Sunday, August 06, 2006

Why you should be a bit disappointed by Tom Stoppard's Rock and Roll

So, anyway. after my long absence from this blog, due mainly to my getting a new job with longer hours (boo) and better pay (yay!) I thought I'd ring the changes a bit by providing a theatre review, because my entire cultural life is not limited to books. Oh no. Although after watching Stoppard's latest, I'm rather thinking it ought to be.

On Saturday it was my father's birthday (or near enough) and to celebrate we did the traditional thing, i.e. went to a matinee of a West End Play. (We're awfully cultural, my family - about four times a year, on each of our birthdays). I have theatre buddies for this sort of thing usually, but we'll get standing tickets at the Donmar or £10 Travelex bargains for the National instead of expensive stalls seats. Oh to be young and poor in London.

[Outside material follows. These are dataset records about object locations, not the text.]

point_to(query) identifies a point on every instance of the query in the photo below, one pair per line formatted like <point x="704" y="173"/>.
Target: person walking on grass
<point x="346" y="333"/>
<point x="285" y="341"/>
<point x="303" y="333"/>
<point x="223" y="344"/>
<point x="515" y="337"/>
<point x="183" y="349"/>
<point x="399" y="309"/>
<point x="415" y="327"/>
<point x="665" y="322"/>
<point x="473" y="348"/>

I am legendary among my family for being late to the theatre. The irony is, I am almost never late for things I have personally chosen to see, when they start at a reasonable time, i.e. in the evening. But to cut off half my Saturday daytime (which is the only day of the week I can go shopping, for a start) in favour of sitting in a darkened auditorium with a grizzled clutch of baby boomers who all remember Pink Floyd and the Sixties, not to mention one or two who look like they were probably on the Titanic - well, all I can say is that Rock and Roll, Tom Stoppard's latest outing, had better be pretty good.

And (despite the fact that I had to listen to most of the first scene through a door, arriving as I did five minutes after curtain up) it was. Pretty good, that is. Not great; not, despite Sinead Cusack reading Sappho and dying of cancer (you know it's Stoppard when ...) terribly moving or engaging; not, despite the ending which tries its hardest to make an afternoon in the theatre feel like a night at a Rolling Stones gig, particularly exciting. Full of the usual Stoppardian intellectual exchanges on MAW (meaning, art, whatever) without the customary level of wit and humour.

Jan, a wild-haired Rufus Sewell, is our Czech hero. It's 1968 (although we swiftly flip through to 1990 by the end of the play), tanks are rolling into Prague and art rock group the Plastic People of the Universe are being censored. This is Serious Stuff. In fact, it's politics – specifically Communism (hello Brian Cox as a curmudgeonly, unrepentant leftie Cambridge Don OH CHRIST THE PREDICTABILITY I CAN'T BEAR IT). And like almost all polemical/political theatre I've ever seen, the political bits are at best dully didactic, at worst a spanner thrown into the works that brings the whole juggernaut juddering to a halt.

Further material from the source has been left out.